The synthesis of the second peptide of the proposed composition was also carried out on the solid phase. In this case, a styrene-divinylbenzene resin was used, to which glutamic acid was added by the type of benzyl ester formation using N-CBZ-1-glutamate-α-N-hydroxysuccinimide ether, followed by treatment with Nt-BOC-S-acetamidomethyl-1-cysteine in the presence of dicyclohexyl carbodiimide in dioxane, followed by washing the solid phase polymer, removing the BOC-protecting group and the resulting dicyclohexyl carboxyurea.

Next, N-CBZ-1-glutamine-α-N-hydroxysuccinimide ether was added to the solid phase polymer, and finally, after removal of the CBZ-protecting group, N-t-BOC-1-tyrosine-N-hydrosuccinimide ether was treated. After removal of the BOC of the protective group, the resulting peptide was cleaved by alkaline hydrolysis.

The second peptide was recrystallized and lyophilized. The presence and sequence of amino acids, as well as the purity of the peptide was checked by thin-layer chromatography using both the whole peptide and the products of its partial and complete hydrolysis. The obtained second peptide of the 1st type corresponded to the formula: H-Tyr-Gln-Cys (acm) -Glu-OH, where asm-acetamidomethyl, a protective group for cysteine sulfur, which was not removed, since it is spontaneously easily removed under the conditions of the body and in cell cultures, whereby the active principle is a peptide of the formula H-Tyr-Gln-Cys (asm) -Glu-OH.

H is the beginning of the peptide; Tur is the amino acid residue of tyrosine; Gln is the amino acid residue of glutamine; Cys is the amino acid residue of cysteine, Glu is glutamic acid (glutamate) or its residue, OH is the end of the peptide.

For the synthesis of the second type 2 peptide with the formula H-Tyr-Glu-Cys (acm) -Glu-OH, the same principle was used with the replacement of N-CBZ-glutamine-N-hydroxysuccinimide ester with N-CBZ-glutamate at the corresponding stage -α-N-hydroxysuccinimide ester. All reagents and activated amino acids with protected groups were branded (Sigma, Merk).

Processing peptides with the above formulas in the presence of mercury ions remove the acetoamidomethyl group, releasing the SH group of cysteine. In this case, peptides with the formula without (asm) are obtained.

Upon receipt of the composition according to claim 2 of the formula, the first peptide is mixed with the second peptide of each type individually in a ratio of fractions equal to 1: 4, respectively.

Upon receipt of the composition according to claim 3 of the formula, the first peptide is mixed with the second peptide of each type individually in equal proportions.

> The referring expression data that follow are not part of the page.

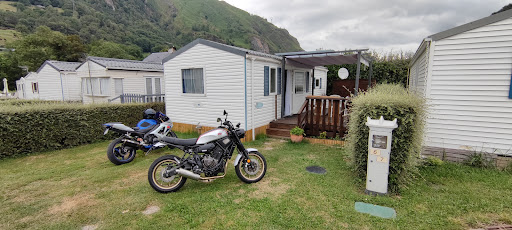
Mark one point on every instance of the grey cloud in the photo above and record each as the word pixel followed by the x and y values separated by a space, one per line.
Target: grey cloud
pixel 343 24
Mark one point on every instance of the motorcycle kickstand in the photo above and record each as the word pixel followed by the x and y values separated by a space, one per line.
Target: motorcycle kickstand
pixel 150 149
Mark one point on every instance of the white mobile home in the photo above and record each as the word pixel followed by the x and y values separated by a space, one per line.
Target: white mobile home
pixel 28 87
pixel 204 78
pixel 465 74
pixel 55 81
pixel 104 79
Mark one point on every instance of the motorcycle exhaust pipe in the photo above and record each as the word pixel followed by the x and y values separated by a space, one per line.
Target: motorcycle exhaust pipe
pixel 188 174
pixel 131 143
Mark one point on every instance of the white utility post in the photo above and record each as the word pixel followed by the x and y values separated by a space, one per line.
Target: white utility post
pixel 379 152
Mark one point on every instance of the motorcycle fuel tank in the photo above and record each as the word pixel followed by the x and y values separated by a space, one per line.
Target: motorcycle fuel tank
pixel 212 136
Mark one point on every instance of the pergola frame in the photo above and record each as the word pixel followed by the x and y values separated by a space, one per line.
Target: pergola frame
pixel 311 59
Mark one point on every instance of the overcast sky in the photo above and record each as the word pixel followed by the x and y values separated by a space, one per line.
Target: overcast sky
pixel 376 24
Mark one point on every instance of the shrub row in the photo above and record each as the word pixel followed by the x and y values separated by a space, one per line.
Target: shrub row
pixel 390 101
pixel 42 127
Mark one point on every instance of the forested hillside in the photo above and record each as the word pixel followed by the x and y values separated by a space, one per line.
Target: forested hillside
pixel 152 25
pixel 69 30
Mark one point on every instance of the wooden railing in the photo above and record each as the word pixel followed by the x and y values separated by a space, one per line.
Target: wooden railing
pixel 323 114
pixel 139 98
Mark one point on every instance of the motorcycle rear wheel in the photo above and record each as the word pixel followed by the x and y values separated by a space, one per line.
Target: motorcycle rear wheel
pixel 171 134
pixel 120 154
pixel 254 171
pixel 156 177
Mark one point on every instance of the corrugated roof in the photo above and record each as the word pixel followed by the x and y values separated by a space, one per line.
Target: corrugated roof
pixel 157 57
pixel 61 65
pixel 224 47
pixel 123 64
pixel 472 25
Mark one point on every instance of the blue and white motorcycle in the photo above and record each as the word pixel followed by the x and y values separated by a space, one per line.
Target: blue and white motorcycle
pixel 143 137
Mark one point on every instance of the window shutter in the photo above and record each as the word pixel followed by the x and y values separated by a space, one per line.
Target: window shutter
pixel 278 81
pixel 510 91
pixel 307 82
pixel 266 81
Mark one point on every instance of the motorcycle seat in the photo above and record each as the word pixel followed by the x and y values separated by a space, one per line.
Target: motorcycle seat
pixel 143 131
pixel 177 141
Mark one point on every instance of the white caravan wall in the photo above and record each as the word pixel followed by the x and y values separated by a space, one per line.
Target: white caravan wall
pixel 469 90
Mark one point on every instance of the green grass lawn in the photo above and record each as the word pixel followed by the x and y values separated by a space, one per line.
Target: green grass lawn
pixel 72 188
pixel 8 36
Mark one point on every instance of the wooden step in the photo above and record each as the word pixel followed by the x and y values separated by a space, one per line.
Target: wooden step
pixel 278 132
pixel 277 125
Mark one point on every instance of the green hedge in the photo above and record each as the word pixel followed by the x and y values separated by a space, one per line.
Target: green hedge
pixel 390 101
pixel 38 127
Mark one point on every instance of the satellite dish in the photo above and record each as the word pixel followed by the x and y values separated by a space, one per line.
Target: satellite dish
pixel 343 73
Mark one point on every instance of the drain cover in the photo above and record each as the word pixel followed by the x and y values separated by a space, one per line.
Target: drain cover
pixel 316 169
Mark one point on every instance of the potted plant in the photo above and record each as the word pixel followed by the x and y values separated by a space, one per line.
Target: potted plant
pixel 297 134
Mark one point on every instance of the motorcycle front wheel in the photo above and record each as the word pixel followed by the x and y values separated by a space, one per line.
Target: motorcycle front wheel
pixel 171 134
pixel 120 154
pixel 253 171
pixel 158 178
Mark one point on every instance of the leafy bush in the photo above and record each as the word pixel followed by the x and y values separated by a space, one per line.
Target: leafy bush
pixel 46 126
pixel 390 101
pixel 297 131
pixel 432 161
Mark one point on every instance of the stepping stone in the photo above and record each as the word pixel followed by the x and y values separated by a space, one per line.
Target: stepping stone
pixel 375 210
pixel 316 170
pixel 150 210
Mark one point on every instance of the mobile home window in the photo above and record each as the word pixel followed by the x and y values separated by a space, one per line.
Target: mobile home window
pixel 153 85
pixel 100 86
pixel 299 82
pixel 192 81
pixel 272 80
pixel 118 86
pixel 35 88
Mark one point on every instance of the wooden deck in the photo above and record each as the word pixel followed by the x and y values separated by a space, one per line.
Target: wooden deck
pixel 281 128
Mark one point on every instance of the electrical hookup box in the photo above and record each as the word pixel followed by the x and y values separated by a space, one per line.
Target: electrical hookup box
pixel 379 152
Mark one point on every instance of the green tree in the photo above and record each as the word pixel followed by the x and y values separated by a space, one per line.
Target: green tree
pixel 9 69
pixel 45 44
pixel 113 50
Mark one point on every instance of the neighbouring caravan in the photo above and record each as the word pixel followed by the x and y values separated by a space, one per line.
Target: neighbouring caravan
pixel 465 74
pixel 54 81
pixel 28 87
pixel 105 79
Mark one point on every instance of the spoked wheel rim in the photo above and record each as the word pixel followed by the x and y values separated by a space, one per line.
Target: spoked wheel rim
pixel 161 180
pixel 254 169
pixel 123 153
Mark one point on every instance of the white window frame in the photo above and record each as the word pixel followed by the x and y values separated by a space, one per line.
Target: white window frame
pixel 122 85
pixel 270 81
pixel 35 87
pixel 295 82
pixel 204 82
pixel 98 93
pixel 153 84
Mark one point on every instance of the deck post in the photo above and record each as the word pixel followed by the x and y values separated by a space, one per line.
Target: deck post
pixel 283 85
pixel 370 75
pixel 358 72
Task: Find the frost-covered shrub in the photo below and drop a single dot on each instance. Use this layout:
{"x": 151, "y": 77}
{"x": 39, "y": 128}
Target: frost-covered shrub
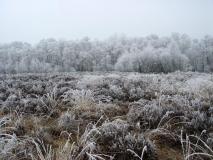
{"x": 116, "y": 139}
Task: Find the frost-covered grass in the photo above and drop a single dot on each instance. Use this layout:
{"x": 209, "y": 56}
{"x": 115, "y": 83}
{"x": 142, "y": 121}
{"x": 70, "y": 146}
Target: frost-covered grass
{"x": 77, "y": 116}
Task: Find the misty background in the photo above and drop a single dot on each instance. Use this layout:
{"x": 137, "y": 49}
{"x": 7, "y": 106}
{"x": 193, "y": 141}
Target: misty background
{"x": 33, "y": 20}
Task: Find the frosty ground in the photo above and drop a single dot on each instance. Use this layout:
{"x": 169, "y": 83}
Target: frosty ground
{"x": 106, "y": 116}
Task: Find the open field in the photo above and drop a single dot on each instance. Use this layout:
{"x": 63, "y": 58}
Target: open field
{"x": 121, "y": 116}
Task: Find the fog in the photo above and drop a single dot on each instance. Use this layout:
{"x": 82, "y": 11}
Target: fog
{"x": 31, "y": 21}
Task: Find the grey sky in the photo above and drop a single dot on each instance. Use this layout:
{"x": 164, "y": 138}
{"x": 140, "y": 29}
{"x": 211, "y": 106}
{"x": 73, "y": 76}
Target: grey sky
{"x": 33, "y": 20}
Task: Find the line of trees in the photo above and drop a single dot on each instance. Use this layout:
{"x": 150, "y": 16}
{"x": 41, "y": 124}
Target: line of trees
{"x": 117, "y": 53}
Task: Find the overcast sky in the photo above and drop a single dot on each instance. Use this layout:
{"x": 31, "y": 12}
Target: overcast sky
{"x": 33, "y": 20}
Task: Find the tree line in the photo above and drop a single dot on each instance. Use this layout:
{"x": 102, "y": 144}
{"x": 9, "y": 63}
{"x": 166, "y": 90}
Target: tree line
{"x": 118, "y": 53}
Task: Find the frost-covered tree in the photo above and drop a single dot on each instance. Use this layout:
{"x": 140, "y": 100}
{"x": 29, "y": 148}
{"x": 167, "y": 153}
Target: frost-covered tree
{"x": 140, "y": 54}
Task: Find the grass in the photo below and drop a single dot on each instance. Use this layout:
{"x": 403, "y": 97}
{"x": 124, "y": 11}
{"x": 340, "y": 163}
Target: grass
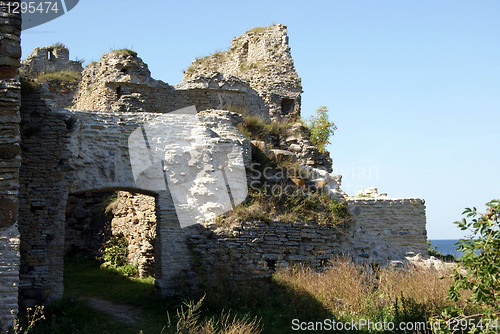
{"x": 343, "y": 291}
{"x": 63, "y": 76}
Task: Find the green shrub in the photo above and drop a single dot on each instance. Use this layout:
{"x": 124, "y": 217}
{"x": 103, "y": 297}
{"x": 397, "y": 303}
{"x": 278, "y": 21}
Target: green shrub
{"x": 321, "y": 128}
{"x": 127, "y": 52}
{"x": 59, "y": 45}
{"x": 479, "y": 272}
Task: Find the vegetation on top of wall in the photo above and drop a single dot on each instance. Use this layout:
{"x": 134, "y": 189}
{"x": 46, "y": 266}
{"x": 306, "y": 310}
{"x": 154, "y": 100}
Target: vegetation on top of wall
{"x": 28, "y": 85}
{"x": 58, "y": 45}
{"x": 477, "y": 277}
{"x": 254, "y": 128}
{"x": 344, "y": 291}
{"x": 321, "y": 128}
{"x": 125, "y": 51}
{"x": 257, "y": 30}
{"x": 287, "y": 202}
{"x": 62, "y": 76}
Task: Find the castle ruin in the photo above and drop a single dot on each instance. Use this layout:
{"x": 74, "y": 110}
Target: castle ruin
{"x": 54, "y": 158}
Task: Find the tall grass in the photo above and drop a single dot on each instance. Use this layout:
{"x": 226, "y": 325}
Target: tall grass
{"x": 353, "y": 290}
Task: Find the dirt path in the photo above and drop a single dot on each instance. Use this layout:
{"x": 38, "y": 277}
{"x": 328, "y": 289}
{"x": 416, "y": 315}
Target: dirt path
{"x": 122, "y": 313}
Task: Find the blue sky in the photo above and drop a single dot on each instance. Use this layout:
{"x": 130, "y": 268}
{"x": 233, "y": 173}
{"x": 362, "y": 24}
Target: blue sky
{"x": 413, "y": 86}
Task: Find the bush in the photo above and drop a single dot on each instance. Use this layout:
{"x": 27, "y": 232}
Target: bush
{"x": 114, "y": 252}
{"x": 479, "y": 274}
{"x": 321, "y": 128}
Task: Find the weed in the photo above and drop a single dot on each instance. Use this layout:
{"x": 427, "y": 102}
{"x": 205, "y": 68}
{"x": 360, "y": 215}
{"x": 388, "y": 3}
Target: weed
{"x": 58, "y": 45}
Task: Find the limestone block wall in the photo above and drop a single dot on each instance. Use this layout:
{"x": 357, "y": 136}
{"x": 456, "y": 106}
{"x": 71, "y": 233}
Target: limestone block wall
{"x": 86, "y": 223}
{"x": 382, "y": 230}
{"x": 256, "y": 249}
{"x": 386, "y": 229}
{"x": 10, "y": 161}
{"x": 262, "y": 58}
{"x": 49, "y": 59}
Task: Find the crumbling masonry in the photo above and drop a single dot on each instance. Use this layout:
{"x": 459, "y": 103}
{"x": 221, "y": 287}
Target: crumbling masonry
{"x": 48, "y": 152}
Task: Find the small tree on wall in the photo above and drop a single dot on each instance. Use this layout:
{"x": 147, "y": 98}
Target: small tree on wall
{"x": 321, "y": 128}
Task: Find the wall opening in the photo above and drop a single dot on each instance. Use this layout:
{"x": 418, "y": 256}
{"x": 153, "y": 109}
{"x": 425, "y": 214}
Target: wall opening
{"x": 287, "y": 106}
{"x": 114, "y": 230}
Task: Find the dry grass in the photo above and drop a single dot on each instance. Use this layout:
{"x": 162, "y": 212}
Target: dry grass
{"x": 355, "y": 290}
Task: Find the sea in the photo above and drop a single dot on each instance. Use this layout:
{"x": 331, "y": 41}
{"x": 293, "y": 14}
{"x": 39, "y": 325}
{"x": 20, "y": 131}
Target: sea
{"x": 446, "y": 246}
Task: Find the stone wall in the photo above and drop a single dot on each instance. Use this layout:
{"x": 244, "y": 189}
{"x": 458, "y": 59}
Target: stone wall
{"x": 49, "y": 59}
{"x": 10, "y": 162}
{"x": 43, "y": 195}
{"x": 262, "y": 58}
{"x": 134, "y": 217}
{"x": 386, "y": 229}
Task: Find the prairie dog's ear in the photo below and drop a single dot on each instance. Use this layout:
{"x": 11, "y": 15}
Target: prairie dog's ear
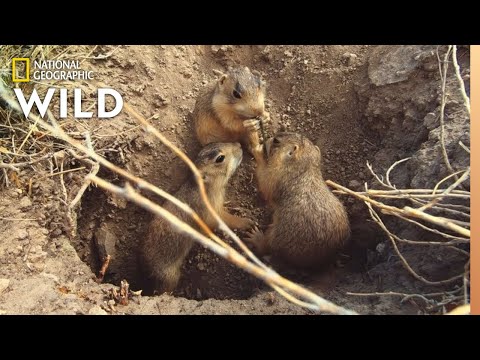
{"x": 257, "y": 73}
{"x": 222, "y": 78}
{"x": 205, "y": 178}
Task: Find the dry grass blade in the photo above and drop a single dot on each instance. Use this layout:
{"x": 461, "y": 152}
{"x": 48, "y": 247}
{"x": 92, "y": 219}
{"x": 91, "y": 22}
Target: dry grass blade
{"x": 269, "y": 276}
{"x": 406, "y": 211}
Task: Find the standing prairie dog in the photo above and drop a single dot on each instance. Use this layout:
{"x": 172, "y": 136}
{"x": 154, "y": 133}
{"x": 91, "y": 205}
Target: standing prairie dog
{"x": 222, "y": 110}
{"x": 164, "y": 249}
{"x": 309, "y": 223}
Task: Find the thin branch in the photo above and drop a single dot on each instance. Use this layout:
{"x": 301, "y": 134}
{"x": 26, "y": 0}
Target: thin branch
{"x": 461, "y": 84}
{"x": 405, "y": 263}
{"x": 442, "y": 111}
{"x": 406, "y": 211}
{"x": 460, "y": 180}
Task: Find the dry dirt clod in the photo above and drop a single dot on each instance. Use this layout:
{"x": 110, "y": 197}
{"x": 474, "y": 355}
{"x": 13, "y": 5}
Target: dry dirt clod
{"x": 4, "y": 283}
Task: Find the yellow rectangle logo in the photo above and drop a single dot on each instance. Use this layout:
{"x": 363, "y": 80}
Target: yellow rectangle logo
{"x": 26, "y": 70}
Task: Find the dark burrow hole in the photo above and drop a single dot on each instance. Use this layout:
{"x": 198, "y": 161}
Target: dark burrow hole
{"x": 113, "y": 226}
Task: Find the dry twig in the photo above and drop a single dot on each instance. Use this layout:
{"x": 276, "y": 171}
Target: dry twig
{"x": 256, "y": 268}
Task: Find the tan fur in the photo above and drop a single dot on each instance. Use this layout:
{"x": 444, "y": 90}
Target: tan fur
{"x": 164, "y": 249}
{"x": 219, "y": 116}
{"x": 309, "y": 223}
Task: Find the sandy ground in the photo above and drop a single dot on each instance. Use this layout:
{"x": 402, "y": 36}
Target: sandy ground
{"x": 358, "y": 103}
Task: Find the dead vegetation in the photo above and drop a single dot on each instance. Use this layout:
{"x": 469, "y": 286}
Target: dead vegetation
{"x": 28, "y": 142}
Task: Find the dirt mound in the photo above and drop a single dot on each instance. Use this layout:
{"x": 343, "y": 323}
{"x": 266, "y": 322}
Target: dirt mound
{"x": 358, "y": 103}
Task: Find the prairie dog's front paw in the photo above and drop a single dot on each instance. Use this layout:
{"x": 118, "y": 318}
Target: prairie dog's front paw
{"x": 255, "y": 238}
{"x": 252, "y": 124}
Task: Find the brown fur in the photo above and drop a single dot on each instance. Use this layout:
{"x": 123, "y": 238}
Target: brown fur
{"x": 309, "y": 223}
{"x": 219, "y": 115}
{"x": 164, "y": 249}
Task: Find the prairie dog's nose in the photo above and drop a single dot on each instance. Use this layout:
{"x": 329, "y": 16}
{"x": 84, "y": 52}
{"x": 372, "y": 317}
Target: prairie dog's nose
{"x": 258, "y": 111}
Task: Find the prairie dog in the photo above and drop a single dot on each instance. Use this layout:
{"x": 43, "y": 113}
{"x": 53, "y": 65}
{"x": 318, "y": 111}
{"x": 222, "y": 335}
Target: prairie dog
{"x": 222, "y": 109}
{"x": 164, "y": 249}
{"x": 309, "y": 223}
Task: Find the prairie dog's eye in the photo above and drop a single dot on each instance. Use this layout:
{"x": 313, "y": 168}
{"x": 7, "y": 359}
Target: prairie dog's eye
{"x": 237, "y": 94}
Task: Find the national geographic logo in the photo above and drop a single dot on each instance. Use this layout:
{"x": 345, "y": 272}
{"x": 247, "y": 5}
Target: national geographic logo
{"x": 20, "y": 69}
{"x": 48, "y": 70}
{"x": 60, "y": 70}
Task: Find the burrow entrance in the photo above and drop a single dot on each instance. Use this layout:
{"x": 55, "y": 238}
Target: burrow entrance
{"x": 343, "y": 98}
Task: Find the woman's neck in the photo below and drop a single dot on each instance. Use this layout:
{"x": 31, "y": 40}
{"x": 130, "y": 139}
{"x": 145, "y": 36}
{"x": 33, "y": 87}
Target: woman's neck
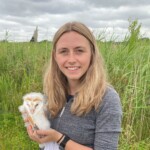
{"x": 73, "y": 86}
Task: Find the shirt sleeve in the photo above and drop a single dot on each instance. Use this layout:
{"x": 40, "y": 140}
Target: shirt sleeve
{"x": 108, "y": 122}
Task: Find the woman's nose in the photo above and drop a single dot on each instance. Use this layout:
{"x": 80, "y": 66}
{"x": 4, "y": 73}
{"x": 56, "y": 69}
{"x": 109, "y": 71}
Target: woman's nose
{"x": 71, "y": 57}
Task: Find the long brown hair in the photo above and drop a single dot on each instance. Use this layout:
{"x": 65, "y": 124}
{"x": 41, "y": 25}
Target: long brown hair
{"x": 92, "y": 84}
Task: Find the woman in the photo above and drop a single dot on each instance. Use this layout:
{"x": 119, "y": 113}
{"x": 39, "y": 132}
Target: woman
{"x": 85, "y": 112}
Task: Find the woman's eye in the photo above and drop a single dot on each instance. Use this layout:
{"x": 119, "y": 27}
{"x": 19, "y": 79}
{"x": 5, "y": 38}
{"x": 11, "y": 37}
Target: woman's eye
{"x": 36, "y": 105}
{"x": 79, "y": 50}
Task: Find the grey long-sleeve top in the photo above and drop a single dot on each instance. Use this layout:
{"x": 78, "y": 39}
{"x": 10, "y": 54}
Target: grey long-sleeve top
{"x": 98, "y": 129}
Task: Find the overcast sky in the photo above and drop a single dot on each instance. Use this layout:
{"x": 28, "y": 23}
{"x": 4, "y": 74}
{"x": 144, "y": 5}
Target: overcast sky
{"x": 108, "y": 18}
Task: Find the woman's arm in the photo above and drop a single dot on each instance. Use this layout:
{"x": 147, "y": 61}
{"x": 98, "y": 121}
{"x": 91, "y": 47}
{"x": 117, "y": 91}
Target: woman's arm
{"x": 51, "y": 135}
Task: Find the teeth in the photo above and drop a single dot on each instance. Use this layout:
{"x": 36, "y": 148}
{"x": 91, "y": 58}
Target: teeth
{"x": 72, "y": 68}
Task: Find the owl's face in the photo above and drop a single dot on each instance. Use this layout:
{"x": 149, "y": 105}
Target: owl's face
{"x": 33, "y": 102}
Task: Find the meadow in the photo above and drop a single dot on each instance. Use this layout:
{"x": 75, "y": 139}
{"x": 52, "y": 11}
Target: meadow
{"x": 128, "y": 65}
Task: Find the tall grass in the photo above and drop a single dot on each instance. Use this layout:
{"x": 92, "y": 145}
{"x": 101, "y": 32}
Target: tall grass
{"x": 128, "y": 66}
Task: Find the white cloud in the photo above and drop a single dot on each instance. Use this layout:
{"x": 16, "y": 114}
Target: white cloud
{"x": 21, "y": 17}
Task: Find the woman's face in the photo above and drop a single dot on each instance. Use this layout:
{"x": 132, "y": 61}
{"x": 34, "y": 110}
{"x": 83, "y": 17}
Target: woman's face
{"x": 73, "y": 55}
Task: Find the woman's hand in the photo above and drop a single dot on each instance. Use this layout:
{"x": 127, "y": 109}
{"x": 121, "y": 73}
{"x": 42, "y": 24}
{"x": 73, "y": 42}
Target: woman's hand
{"x": 43, "y": 136}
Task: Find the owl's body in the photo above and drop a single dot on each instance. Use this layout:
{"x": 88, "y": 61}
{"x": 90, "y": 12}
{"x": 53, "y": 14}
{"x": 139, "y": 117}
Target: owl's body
{"x": 34, "y": 104}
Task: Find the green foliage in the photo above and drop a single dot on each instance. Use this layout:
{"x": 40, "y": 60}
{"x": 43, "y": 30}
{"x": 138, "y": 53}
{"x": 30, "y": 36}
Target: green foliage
{"x": 128, "y": 66}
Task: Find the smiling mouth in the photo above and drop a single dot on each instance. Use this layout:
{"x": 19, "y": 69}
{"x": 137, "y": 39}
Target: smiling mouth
{"x": 72, "y": 68}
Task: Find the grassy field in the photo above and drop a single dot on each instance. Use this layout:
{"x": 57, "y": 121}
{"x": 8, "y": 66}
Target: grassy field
{"x": 128, "y": 66}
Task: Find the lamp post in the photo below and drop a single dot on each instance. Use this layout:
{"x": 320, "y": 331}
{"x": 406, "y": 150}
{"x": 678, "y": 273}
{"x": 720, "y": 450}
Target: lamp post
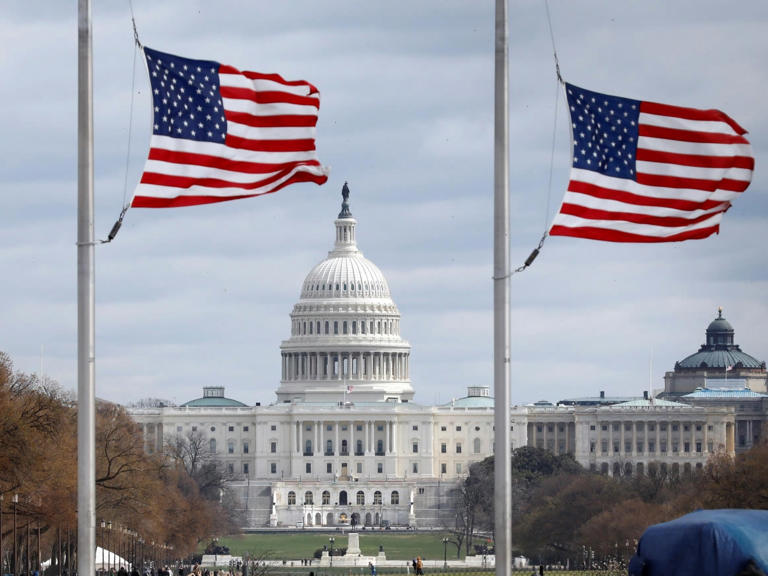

As a result, compositions of four different types can be obtained. In addition, to obtain compositions of other types, instead of X, the second peptide used a mixture of Gln and Glu at the same time. It should be noted that the preparation of the composition of two peptides was carried out in different unequal proportions. However, the advantages of obtaining the composition over the composition with peptides in fractions, the ratio of which is 1: 4, were not noticed.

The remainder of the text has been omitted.